Mas a analogia de hoje não é minha, é cortesia do sr. Travis Sago.
O fato dessa analogia chegar em você, vindo de um semi-alcoólatra de pandemia não tira o mérito do dedo indicador.
Só que antes de eu falar do dedo, vou dar um passo atrás, e te perguntar uma coisa… e quero que você seja sincero na resposta.
O que você acha que vende mais? PROMESSA DE RESULTADO FUTURO ou DOR PRESENTE?
Essa não é tão difícil. Dor presente tem muito mais urgência que resultado futuro.
Se você tá em dúvida, pensa num cara com um puta de um espinho no pé.
O cara tá ferrado, com uma puta dor, e você tá falando “vem comigo nessa jornada de 10.000 passos que a gente vai chegar aonde você quer”
O cara vai te mandar tomar na raba. Ele não consegue pensar em mais nada além do espinho no pé.
A dor presente, a dor de hoje, é muito mais influente nas nossas decisões do que a promessa de um futuro melhor
Então, beleza. Você se convenceu que deve falar da DOR PRESENTE na sua próxima comunicação de vendas.
Só que aqui é que entra o dedo indicador.
Todo mundo sabe que deve falar das dores em vendas, né? Acho que é quase elementar.
Só que o “diabo tá nos detalhes”….
Ou no dedo indicador.
Quer ver?
Chega um cliente seu com um produto que ajuda pessoas a se saírem melhor nas entrevistas de emprego.
A solução tá bem clara… por isso, o problema tá bem claro, não é?
Aí o redator ou copywriter escreve… “Tá difícil arrumar emprego?”
BZZZZZZZZZZ. Errado.
O “problema” é só uma bússola… ele te mostra o “norte”, mas não te dá o caminho.
A maioria dos anúncios que eu tenho lido param no “problema” e isso é um puta de um erro.
“Problema” é difuso. É nebuloso.

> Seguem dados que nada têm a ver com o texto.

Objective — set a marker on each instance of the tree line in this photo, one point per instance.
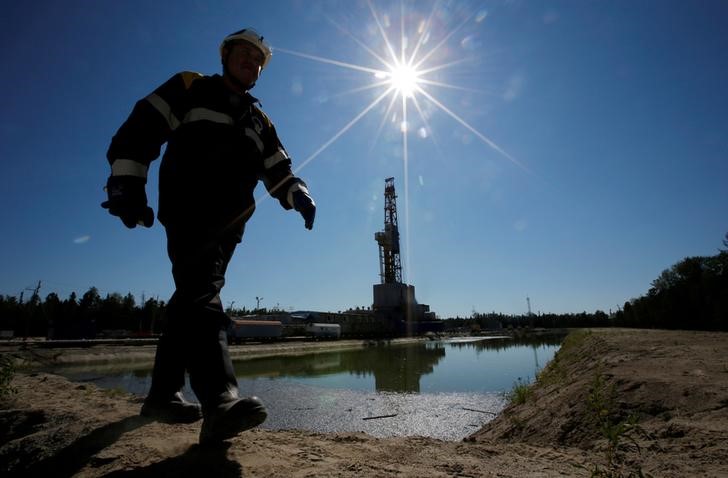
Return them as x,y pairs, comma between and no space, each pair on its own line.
90,316
692,294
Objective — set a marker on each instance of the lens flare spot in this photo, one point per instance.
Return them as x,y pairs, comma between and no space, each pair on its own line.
404,79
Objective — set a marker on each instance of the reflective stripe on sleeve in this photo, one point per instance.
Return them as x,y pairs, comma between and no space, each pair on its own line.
254,136
129,167
274,159
295,187
164,109
205,114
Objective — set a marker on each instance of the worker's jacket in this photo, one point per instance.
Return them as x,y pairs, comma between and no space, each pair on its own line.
219,144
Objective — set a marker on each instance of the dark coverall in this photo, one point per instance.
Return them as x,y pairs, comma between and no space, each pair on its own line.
219,144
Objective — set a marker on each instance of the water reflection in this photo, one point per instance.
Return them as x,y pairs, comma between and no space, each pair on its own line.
438,389
472,364
396,368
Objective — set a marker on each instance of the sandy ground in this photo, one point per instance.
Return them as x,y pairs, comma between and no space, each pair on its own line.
661,396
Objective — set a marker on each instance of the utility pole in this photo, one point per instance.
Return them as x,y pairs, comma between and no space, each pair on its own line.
34,300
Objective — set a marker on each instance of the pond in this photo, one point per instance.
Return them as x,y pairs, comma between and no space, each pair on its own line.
443,389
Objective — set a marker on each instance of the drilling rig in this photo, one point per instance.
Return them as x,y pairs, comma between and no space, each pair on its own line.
394,301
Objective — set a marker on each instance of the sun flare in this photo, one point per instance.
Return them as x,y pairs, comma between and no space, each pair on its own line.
404,79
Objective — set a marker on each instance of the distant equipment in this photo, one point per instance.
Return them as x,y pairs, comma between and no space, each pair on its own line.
243,329
323,331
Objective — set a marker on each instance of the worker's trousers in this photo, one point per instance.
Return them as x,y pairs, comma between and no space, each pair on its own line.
195,334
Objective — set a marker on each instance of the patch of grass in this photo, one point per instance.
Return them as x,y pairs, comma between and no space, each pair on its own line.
619,432
7,371
520,392
554,372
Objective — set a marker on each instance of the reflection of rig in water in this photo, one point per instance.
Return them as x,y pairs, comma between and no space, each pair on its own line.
395,368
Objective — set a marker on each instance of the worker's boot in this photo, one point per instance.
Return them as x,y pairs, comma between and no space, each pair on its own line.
212,377
165,402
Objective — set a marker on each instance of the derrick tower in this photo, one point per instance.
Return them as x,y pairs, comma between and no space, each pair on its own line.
390,265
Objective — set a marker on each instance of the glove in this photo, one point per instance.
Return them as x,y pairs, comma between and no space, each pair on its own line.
128,200
303,203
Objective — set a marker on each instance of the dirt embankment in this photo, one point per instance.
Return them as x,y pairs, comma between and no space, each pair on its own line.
612,403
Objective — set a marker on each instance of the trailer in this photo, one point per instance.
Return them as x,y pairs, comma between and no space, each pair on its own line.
241,329
323,331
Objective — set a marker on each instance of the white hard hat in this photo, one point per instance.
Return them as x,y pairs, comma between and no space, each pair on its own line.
254,38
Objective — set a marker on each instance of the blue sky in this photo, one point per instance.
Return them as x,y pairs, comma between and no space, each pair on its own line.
610,116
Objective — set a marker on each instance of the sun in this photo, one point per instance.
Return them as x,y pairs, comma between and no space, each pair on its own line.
404,79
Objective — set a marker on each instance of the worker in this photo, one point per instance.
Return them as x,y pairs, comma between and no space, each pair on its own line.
219,144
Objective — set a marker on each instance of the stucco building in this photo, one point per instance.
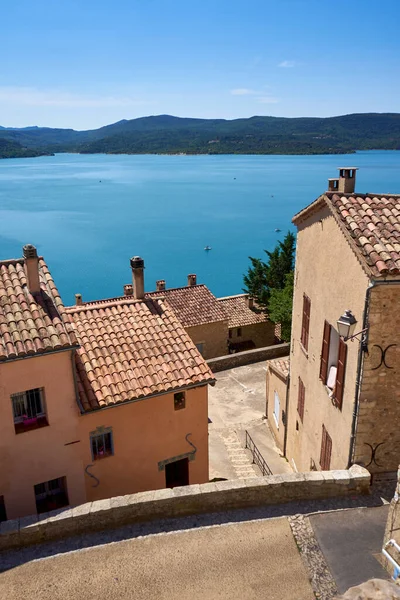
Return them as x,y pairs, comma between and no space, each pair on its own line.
97,400
344,400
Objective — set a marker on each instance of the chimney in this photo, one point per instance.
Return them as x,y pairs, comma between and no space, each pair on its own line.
137,265
31,260
192,279
347,180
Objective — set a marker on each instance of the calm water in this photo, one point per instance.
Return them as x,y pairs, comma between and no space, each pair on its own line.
89,214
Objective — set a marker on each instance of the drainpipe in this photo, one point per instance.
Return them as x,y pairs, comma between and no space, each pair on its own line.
286,416
362,349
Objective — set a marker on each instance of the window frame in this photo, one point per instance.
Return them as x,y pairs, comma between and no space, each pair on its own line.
24,408
179,400
305,322
95,436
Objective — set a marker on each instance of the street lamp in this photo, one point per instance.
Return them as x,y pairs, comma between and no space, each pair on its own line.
346,325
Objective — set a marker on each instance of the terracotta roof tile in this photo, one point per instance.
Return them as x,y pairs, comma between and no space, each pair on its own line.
30,324
281,365
131,349
239,313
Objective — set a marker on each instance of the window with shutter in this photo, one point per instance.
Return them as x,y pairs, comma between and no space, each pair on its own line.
301,399
305,324
340,374
323,371
326,450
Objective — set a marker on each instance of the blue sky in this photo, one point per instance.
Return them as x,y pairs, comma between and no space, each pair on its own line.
86,63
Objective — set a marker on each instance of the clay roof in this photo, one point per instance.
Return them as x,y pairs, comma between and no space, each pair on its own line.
371,223
31,325
281,365
131,349
239,313
193,305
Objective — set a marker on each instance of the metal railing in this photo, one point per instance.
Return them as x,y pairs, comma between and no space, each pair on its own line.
258,458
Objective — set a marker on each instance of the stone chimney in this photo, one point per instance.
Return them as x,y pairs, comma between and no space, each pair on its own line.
31,261
137,265
345,183
192,279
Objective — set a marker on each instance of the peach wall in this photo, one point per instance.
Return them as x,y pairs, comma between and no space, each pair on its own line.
144,433
42,454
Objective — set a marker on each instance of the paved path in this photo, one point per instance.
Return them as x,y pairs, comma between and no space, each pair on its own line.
250,561
351,542
237,403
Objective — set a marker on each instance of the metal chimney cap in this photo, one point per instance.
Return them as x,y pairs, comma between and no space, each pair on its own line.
137,262
29,251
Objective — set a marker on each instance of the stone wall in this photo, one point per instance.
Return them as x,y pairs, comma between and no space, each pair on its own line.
378,432
248,357
180,501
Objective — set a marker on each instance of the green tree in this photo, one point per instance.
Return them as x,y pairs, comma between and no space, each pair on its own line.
280,306
263,277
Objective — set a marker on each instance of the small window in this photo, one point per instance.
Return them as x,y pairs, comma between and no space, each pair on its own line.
301,399
179,400
3,514
51,495
326,450
102,444
29,410
305,324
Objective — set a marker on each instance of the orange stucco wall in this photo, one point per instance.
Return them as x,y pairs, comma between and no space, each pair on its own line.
144,433
42,454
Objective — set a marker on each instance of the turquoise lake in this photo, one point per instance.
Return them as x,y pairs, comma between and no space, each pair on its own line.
88,214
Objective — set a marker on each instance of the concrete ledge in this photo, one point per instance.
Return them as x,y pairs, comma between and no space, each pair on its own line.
180,501
248,357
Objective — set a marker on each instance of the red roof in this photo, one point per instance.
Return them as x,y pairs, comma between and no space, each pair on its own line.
31,325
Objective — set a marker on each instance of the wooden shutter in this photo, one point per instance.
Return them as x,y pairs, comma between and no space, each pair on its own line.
301,399
326,450
305,324
340,374
323,370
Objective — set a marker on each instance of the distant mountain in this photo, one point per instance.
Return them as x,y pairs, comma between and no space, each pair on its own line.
10,149
165,134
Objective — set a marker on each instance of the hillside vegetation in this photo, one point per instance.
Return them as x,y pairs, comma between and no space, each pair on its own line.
165,134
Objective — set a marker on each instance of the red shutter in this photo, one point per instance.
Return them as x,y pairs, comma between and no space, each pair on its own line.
326,450
305,324
340,374
323,370
301,399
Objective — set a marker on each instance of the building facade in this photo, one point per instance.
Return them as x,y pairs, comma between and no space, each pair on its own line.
97,400
343,402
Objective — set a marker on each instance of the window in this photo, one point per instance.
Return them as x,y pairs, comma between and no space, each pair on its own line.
179,400
3,514
51,495
200,347
277,408
29,410
305,324
300,399
102,444
326,450
333,363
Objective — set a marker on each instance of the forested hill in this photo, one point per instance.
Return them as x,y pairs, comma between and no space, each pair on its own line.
165,134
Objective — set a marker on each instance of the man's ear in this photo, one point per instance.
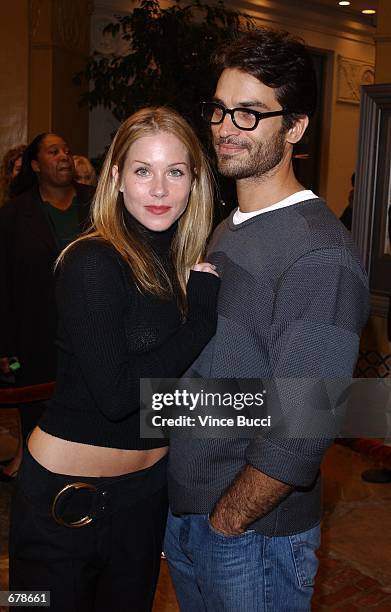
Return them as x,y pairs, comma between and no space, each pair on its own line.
35,165
116,177
295,133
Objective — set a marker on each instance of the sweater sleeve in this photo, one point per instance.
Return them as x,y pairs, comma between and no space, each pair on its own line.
320,307
93,297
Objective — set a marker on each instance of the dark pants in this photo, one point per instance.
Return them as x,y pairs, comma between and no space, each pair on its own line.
111,563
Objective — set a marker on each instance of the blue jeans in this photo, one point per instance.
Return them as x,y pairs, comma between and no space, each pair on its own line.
246,573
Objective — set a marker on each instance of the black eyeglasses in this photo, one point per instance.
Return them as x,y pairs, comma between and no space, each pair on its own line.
243,118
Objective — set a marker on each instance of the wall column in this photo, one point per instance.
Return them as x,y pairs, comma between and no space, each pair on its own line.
383,42
14,53
59,46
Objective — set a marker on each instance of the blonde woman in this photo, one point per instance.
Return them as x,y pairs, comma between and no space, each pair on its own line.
133,302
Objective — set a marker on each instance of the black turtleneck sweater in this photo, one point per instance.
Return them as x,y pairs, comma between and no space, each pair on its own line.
111,335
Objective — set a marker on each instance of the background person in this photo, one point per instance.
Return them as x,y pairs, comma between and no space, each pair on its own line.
48,211
9,169
127,309
84,171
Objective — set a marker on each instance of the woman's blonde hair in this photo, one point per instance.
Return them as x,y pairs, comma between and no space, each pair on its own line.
194,225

Não cria uma imagem mental.
Me diz – existe uma imagem clara pra alguma das frases a seguir?
“Suas vendas estão baixas?” ou “Você se enrola em entrevista de emprego?” ou “Você não consegue aprender inglês?”
Deixa eu responder por você. Não. Toda a mensagem focada em problema é DIFUSA. GENÉRICA.
Isso é um pouco de preguiça de ir a fundo na pesquisa.
O certo não é chamar o “problema”… e sim o SINTOMA.
Compara pra mim: qual é mais forte?
- Frustrado tentando arrumar emprego?
- Cansado de dinâmicas de grupo, entrevistas cheias de perguntas esquisitas… e ainda não receber nenhuma resposta?
Enquanto o “problema” é difuso, confuso e genérico… o SINTOMA é claro. Preciso. Direto.
Se você apontar o dedo pro SINTOMA na sua copy, você conecta com a pessoa certa.
Você faz um filme passar na cabeça da pessoa.
E um dos maiores segredos de um anúncio bem escrito é ser visual. Ser sensorial.
É poder APONTAR O DEDO INDICADOR pro problema.
Você consegue “apontar o dedo” pra uma dinâmica de grupo. Você não consegue apontar o dedo pra “frustrado”
Alguns exemplos “sem dedo” e “com dedo”:
- “Cansado de procurar a casa ideal?” Vs “Não aguenta mais seu corretor tentando te empurrar casas que não fazem o menor sentido pra sua família?”
- “Odeia ligar para clientes?” vs “Você sua frio cada vez que tem que fazer ligações de venda?”
- “Teme pela segurança dos seus filhos?’ vs “Fica sem dormir a noite toda, imaginando se seus filhos realmente estão onde eles disseram que estavam?”
“Segurança”… não dá pra apontar o seu dedo. “Aonde eles disseram que iam”… aí, você aponta o dedo.
Quando você escrever, você tem que pensar como um diretor de cinema. O seu cliente está “frustrado”. Ok. Como você cria uma CENA que mostra a frustração dele?
Apontando o dedo pro sintoma da frustração, você cria a imagem. A visualização.
E se você fizer o cliente visualizar (ou ativar qualquer outro sentido) enquanto descreve o problema…Você vai chamar muito mais a atenção.
O que acaba gerando muito mais ação.
Apresente o SINTOMA de uma maneira que dê pra apontar o dedo… e venda MUITO mais.